Op-Ed: Support Old World Wisconsin
(To be placed in the Wisconsin State Journal, or another statewide publication)
In attempting to address this opinion piece, I realized that the audience my appeal is targeting is so broad, so varied, that my “Dear…” statement would go on for pages. Old World Wisconsin, the world’s largest museum devoted to preserving and showcasing the history of rural life, is truly something the state of Wisconsin should be proud of. This piece goes out to not only lovers of history, but also lovers of Wisconsin, immigrant culture, architecture, farming, agriculture, families, teachers, students and travelers, with the simple goal of raising awareness, attendance and donations for the state-funded site.

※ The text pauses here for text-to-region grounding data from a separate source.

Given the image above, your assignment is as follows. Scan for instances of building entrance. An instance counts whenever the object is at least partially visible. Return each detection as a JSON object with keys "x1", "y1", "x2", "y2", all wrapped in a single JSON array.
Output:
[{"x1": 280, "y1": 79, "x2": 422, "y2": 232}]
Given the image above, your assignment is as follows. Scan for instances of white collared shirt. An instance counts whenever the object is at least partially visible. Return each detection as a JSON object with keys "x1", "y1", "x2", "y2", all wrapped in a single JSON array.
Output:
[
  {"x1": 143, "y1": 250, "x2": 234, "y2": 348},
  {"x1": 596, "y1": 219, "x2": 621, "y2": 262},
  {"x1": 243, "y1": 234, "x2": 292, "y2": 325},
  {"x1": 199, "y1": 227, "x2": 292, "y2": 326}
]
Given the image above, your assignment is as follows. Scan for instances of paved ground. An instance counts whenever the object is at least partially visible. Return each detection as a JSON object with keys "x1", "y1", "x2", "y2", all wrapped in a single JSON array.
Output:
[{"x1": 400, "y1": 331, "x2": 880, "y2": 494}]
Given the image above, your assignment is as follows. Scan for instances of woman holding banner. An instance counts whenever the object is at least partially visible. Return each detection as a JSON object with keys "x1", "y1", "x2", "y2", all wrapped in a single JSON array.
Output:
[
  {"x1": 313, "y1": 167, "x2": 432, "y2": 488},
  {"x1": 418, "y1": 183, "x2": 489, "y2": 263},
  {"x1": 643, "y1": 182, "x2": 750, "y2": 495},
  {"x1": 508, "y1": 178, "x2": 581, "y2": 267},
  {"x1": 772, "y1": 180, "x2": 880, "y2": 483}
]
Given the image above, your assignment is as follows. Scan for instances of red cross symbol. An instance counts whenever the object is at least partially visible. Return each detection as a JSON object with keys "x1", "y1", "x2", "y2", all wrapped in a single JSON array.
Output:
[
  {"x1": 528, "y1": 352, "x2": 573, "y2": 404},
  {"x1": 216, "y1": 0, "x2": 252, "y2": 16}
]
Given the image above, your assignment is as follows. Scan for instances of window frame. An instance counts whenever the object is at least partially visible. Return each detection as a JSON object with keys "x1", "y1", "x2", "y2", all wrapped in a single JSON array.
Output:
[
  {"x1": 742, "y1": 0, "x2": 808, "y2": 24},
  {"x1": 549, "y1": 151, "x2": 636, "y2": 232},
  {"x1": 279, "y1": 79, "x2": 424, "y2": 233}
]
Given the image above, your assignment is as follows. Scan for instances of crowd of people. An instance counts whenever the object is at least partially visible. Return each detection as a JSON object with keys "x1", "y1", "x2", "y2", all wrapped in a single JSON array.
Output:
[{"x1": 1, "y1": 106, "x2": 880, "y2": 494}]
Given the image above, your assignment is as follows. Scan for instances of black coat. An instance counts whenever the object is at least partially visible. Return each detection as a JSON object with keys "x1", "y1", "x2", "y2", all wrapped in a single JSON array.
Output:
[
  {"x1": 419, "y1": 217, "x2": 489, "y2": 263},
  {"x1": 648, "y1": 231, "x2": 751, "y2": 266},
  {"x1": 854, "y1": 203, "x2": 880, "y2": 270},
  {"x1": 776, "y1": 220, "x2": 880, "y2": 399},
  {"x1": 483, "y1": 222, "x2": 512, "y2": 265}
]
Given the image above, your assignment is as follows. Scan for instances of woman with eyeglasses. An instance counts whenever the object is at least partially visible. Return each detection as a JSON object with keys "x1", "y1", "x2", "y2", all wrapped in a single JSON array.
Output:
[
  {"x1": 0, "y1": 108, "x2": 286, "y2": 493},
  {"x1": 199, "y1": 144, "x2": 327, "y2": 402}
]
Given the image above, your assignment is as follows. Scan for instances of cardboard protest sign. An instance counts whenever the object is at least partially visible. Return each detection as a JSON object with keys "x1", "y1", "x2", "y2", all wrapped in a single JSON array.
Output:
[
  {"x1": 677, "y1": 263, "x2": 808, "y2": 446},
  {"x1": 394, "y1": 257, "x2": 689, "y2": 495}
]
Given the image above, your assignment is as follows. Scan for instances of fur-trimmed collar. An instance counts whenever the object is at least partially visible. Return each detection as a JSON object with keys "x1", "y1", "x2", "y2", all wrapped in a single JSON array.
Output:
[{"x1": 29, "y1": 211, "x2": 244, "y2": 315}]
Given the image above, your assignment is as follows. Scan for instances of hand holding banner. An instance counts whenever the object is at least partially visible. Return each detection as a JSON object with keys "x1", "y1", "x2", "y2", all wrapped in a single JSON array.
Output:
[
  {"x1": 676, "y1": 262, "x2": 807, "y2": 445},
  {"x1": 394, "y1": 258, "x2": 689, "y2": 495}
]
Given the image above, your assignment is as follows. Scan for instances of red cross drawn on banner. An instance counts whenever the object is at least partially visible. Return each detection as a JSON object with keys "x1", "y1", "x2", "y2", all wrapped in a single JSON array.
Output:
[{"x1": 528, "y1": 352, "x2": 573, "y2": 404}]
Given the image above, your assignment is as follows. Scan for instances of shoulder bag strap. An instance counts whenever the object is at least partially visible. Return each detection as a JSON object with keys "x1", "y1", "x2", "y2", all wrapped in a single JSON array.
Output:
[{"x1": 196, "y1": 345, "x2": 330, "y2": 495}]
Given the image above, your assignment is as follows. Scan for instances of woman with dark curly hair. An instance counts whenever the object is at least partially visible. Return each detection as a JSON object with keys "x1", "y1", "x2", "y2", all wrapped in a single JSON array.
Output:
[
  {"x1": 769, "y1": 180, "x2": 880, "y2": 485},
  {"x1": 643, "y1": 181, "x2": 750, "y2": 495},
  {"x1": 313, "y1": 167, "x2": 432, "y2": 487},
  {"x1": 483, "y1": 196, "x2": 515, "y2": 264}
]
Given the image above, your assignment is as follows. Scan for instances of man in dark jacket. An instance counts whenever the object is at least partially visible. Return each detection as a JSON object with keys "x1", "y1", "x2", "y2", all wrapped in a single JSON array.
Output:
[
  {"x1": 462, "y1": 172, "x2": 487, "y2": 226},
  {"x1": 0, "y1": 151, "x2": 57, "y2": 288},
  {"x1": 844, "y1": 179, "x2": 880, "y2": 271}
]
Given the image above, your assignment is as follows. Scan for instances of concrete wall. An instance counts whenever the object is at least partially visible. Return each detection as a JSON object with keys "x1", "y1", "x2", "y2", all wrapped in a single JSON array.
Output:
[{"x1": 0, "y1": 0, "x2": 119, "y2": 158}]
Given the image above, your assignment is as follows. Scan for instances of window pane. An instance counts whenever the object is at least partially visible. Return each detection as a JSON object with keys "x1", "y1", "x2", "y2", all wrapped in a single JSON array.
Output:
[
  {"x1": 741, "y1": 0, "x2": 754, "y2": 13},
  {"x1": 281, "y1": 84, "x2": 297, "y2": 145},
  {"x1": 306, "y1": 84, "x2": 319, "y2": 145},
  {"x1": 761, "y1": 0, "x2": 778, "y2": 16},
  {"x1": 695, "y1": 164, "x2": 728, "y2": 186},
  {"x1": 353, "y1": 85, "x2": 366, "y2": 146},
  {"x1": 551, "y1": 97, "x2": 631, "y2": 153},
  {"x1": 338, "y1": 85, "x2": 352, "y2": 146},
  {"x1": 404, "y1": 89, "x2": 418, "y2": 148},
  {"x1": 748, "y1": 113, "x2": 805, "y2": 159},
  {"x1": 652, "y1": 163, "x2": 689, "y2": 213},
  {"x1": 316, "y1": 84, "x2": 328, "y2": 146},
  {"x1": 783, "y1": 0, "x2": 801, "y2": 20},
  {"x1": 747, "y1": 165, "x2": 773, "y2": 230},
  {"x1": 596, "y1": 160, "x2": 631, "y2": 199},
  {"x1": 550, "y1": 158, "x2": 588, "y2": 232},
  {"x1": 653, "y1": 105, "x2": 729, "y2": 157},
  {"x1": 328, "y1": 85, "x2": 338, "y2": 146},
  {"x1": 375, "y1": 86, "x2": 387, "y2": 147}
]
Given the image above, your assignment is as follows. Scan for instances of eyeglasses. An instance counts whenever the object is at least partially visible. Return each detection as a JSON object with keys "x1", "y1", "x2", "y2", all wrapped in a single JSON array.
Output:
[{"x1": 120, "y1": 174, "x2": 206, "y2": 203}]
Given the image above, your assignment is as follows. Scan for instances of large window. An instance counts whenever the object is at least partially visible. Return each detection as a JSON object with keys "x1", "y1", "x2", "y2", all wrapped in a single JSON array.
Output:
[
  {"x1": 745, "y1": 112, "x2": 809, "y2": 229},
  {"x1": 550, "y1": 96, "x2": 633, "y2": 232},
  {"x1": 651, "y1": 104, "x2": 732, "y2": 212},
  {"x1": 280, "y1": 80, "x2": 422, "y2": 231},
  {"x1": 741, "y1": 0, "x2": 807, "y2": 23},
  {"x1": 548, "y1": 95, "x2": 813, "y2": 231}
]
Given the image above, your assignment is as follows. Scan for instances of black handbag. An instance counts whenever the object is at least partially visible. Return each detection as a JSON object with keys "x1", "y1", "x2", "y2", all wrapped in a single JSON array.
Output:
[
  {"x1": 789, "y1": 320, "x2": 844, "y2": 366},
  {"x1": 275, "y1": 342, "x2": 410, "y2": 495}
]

The museum, which houses over 60 structures from the many cultural backgrounds that together, make up the people of Wisconsin, is not only a place for history to be displayed and explored but an exquisite demonstration of preservation. The structures at Old World Wisconsin (OWW), which range from a Norwegian one-room schoolhouse to an African-American church, are original structures, just not original to Old World Wisconsin. In what some refer to as “salvage architecture”, historic structures from around the state, no longer functional for their original and intended purposes, were moved to Eagle, Wisconsin (home of Old World) and reconstructed to form the open air museum we know today. These buildings, though not original to the area, provide visitors with a one of a kind opportunity to see folkloric structures that were not created to be on display but to live everyday life in.
While the tourism, education and simple fun Old World Wisconsin brings to the area is obvious to many, it is the perhaps less obvious benefits and its unique history that compel me to advocate on its behalf. While The Wisconsin Historical Society is well known for a substantial collection and a renowned Library-Archives, Old World Wisconsin is a product of the expanding belief that Public History should be an equally important duty of WHS and other society’s alike. As John D. Krugler, author of “Creating Old World Wisconsin: The Struggle to Build an Outdoor History Museum of Ethnic Architecture” reminds us, Old World Wisconsin had no major donors or benefactors, no Rockefeller family like Colonial Williamsburg. While this created obvious financial setbacks, it allowed for more freedom when creating the exhibits, for no one donor’s opinion was to be held any higher than another’s.
Though museums, and all information agencies, are believed to be an end all be all of historical fact by the general public that is not always the case. For example, donors can insist that a museum exhibit have a certain “spin” that aligns with their religious or cultural beliefs; it is for this reason that the state funding of Old World Wisconsin is such a blessing. With no benefactors to please, critical thinking and questioning are welcome at OWW, and the ethnic groups included were chosen due to their historical importance as opposed to the financial influence of a donor. Information agencies, museums included, need to accept the responsibility the public has placed upon them; the responsibility of portraying unbiased history, something I believe Old World Wisconsin strives to do.
The largest of the 11 off-site properties of the Wisconsin Historical Society, Old World Wisconsin has seen its’ fair share of challenges in recent times. On June 21st of 2010, a tornado ravaged the landscape of OWW and caused (luckily) minimal damages to historic buildings. In addition, OWW has not been immune to the drop in attendance many institutions have seen during hard economic times. Though the museum has continued to draw in many guests, hard times bring to light what a devastating loss the state of Wisconsin would face if the Wisconsin Historical Society were not able to maintain the site. Please join me in supporting such unique organization that not only preserves historic buildings otherwise deemed unusable, but that was created by the renowned Wisconsin Historical Society as a place for accurate portrayals of many ethnicities, something so integral to the history of Wisconsin.